What Deliberately Human Organisations Should Do Now

The easy response would be to create a workstream called “agentic commerce readiness,” appoint twelve people to it, and produce a deck featuring a lot of arrows.

The more useful response is to ask harder questions about your existing business. Can your offers be understood without persuasion doing all the work? Are your policies clear enough to survive summarisation? Would a neutral comparison engine recommend you for the reasons you hope customers choose you? Where are you relying on habit, opacity, or customer exhaustion instead of value? What parts of your customer journey only function because humans downstream keep rescuing them? If an AI agent reviewed your complaints, service failures, refund friction, and cancellation process, what would it conclude about your organisation?
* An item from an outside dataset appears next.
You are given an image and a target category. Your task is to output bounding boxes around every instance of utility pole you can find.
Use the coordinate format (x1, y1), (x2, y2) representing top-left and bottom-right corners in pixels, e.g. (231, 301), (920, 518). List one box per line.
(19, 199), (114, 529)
Those are not only technology questions. They are trust questions. The businesses that will do well in this next phase are not merely the ones with the cleverest customer-facing agents of their own. They will be the ones who become easier to understand, easier to compare fairly, easier to transact with, and harder to dismiss on substance.

They will make machine-readable clarity and human-readable dignity part of the same design problem. They will stop assuming that every customer journey begins with a human looking at a homepage and ends with that same human filling in a checkout form. They will recognise that a customer may soon arrive through a proxy that has already formed a view. And perhaps most importantly, they will stop asking only, “How do we use AI to know the customer better?”

They will also ask: “What happens when the customer uses AI to know us better?”

The Customer Question Is for Everyone

The question for this article is not only for marketers, retail leaders, or digital teams. It belongs to anyone who designs a customer journey, owns a policy, writes product information, builds a chatbot, sets a price, measures loyalty, manages service recovery, or assumes that customers will keep accepting friction because they always have.

How would your business look if the customer had perfect recall?

What if they could compare every promise you make with every experience you actually deliver?

What if they no longer needed to remember when to review, renew, switch, escalate, cancel, or ask whether there is a better option elsewhere?

Would your value become clearer?

Or would your weaknesses become impossible to hide?

The agentic customer is interesting not because it removes the human from the story, but because it may reveal how much of modern customer experience has depended on the human being tired, distracted, trusting, busy, or simply not having the time to inspect the system properly.

That is an uncomfortable thought. It is also a useful one.

Conclusion: The Customer Has a Co-Pilot Now

The dominant customer experience story has been about what companies can know, predict, automate, and optimise about the people they serve. The next chapter may be about what people, with the help of their own agents, can know, predict, and optimise about the companies asking for their money. That shift will not destroy humanity. It may, in fact, force a cleaner version of it.

Less seduction by confusion. Less loyalty built on inconvenience. Less warmth used to cover for poor design. More clarity. More fairness. More genuine value. More trust that can survive inspection.

The future is not less human. It is more deliberately human. And perhaps the most human thing a company can do in the age of agentic customers is stop hoping the customer will not notice, and start becoming genuinely worth choosing when they do.

If your customer arrived tomorrow with an AI assistant that could compare your promises, prices, policies, complaints, and competitors in seconds, what would it tell them?

Where are you relying on customer effort, opacity, or inertia instead of real value?

And what would you need to change so that both the person and the agent acting on their behalf could recognise your organisation as the right choice?

Disclaimer

This article is a personal thought piece written from a customer, process, and workplace perspective. It reflects the author’s own views and is not legal, financial, technical, or organisational advice.